Sometimes I’m overcome by how lucky we all are.
It can be easy to complain about debt, about politics, and about the state of the world. Those things are necessary sometimes. It is dissatisfaction that has moved our species forward on millionth of an inch at a time. But sometimes we forget how incredible a world we live in.
We are surrounded by miracles every hour of every day. Human beings have never been living amid such incredible luxury and riches as they do right now. I sit in a coffee shop in downtown Savannah. I am surrounded by people enjoying their Sunday brunches, of delicious ingredients, shipped from around the world, costing virtually nothing to the consumers – fresh water available to us all for free – world class music coming to me through headphones by artists I will never meet – over a wireless system of information transfer that makes immediately accessible to me nearly all of the sum knowledge and collected ideas produced over the course of civilization – again, for free, courtesy of the cafe.

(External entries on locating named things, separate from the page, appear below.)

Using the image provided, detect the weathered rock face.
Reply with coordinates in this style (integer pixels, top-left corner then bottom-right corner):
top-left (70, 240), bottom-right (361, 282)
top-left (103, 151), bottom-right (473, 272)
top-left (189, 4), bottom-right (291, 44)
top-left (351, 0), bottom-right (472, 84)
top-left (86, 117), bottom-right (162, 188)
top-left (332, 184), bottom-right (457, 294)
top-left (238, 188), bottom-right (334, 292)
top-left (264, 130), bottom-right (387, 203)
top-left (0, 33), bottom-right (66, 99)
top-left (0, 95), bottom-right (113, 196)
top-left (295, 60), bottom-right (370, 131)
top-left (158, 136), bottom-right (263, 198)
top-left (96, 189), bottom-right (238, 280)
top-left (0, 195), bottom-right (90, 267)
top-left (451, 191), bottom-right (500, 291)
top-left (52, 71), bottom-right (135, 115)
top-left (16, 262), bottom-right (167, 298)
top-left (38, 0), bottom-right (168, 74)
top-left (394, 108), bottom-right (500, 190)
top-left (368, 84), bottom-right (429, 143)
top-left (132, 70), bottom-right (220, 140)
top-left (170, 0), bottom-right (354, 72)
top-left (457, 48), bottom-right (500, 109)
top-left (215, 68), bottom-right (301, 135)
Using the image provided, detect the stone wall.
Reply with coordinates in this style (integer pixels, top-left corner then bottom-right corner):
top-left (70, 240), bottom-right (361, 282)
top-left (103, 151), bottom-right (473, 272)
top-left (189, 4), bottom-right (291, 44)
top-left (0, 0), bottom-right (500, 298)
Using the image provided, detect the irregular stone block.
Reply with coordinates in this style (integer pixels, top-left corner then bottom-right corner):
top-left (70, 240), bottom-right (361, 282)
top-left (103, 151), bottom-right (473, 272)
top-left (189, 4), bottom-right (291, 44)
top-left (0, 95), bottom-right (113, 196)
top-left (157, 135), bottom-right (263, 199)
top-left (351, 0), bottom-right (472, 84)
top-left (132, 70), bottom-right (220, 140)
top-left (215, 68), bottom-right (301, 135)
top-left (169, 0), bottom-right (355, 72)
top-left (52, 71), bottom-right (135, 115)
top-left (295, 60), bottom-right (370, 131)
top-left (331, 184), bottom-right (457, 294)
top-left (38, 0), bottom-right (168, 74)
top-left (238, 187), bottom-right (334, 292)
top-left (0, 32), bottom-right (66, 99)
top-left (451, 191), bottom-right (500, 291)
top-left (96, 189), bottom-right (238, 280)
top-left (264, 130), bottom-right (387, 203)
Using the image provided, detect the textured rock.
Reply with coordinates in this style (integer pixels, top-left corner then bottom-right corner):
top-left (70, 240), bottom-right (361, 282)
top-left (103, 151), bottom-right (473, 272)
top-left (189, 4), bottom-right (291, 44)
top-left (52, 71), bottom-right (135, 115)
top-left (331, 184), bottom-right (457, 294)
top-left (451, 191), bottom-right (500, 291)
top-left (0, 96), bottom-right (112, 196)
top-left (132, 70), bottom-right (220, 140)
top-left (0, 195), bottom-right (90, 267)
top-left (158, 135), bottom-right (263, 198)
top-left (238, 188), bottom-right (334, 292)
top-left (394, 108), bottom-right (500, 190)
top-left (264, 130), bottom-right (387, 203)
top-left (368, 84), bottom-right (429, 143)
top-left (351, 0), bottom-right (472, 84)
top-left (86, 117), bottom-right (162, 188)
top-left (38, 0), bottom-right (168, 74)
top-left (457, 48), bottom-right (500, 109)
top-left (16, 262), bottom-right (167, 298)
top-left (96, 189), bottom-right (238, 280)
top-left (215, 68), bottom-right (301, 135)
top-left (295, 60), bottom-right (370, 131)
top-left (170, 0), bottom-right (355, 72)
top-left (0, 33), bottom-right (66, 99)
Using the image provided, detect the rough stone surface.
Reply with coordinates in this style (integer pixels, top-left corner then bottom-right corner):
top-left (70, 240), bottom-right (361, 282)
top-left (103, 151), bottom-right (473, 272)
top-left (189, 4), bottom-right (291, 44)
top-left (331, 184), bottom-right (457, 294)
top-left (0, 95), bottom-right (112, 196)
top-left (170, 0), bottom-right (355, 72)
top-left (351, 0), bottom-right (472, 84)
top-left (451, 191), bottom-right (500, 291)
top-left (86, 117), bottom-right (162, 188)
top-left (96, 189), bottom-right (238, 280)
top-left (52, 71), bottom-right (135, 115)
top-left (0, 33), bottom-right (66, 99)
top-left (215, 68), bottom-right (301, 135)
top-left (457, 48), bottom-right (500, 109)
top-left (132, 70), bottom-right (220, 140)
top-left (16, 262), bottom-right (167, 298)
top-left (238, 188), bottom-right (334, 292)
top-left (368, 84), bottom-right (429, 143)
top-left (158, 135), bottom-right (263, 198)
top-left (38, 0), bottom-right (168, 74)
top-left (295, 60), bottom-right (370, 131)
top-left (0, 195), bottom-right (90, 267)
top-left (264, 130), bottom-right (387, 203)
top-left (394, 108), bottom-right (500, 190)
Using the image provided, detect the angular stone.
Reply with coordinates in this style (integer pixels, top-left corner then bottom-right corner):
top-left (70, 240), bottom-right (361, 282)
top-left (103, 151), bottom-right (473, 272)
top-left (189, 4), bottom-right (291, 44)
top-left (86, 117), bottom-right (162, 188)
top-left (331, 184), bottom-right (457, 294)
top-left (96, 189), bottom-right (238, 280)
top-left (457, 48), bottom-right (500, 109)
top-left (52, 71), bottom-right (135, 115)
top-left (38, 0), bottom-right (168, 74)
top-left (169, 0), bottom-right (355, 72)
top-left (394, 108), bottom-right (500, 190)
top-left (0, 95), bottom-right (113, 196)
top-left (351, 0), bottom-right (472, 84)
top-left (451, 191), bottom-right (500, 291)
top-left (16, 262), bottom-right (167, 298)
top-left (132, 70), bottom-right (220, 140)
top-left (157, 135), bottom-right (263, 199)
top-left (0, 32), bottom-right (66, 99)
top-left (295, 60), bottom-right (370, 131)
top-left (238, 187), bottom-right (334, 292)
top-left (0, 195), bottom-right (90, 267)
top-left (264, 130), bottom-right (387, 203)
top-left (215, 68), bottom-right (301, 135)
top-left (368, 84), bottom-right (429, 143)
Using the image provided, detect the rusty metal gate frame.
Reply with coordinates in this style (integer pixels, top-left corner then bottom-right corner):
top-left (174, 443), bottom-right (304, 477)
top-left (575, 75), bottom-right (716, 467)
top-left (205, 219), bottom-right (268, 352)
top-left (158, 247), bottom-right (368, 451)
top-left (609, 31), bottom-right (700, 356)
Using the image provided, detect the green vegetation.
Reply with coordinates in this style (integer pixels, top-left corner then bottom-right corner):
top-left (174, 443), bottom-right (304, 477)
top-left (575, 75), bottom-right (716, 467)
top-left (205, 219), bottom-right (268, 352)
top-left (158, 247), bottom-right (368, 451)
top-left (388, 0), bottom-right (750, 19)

Just to consider the possibilities available to me as a person are unthinkable. For thousands of years, children were destined to take the place of their parents in a specific craft or social role. Your destiny was virtually written at birth. It would have been overwhelmingly likely that you would have lived and died in grinding poverty. The whole of the human condition could be summarized as sustained discomfort with periods of extreme disease, occasional hunger, and intellectual starvation.
“The normal condition of mankind is tyranny and misery. We’ve escaped. We’ve been extraordinarily fortunate to escape into an island of freedom and prosperity.”
We have so much to be grateful for. Just by virtue of happening into this moment in time, in this civilization. We did not earn this. We did not produce this. We are not entitled to this. We are the brilliantly lucky heirs of a fortune whose depth rivals that of the greatest kings of all mankind.
I don’t envy the kings of the middle ages. We live amid comfort and opportunity that puts them to shame.
I try to remember this, even though I know I will forget it. It is hard to see clearly what is all around you every single day.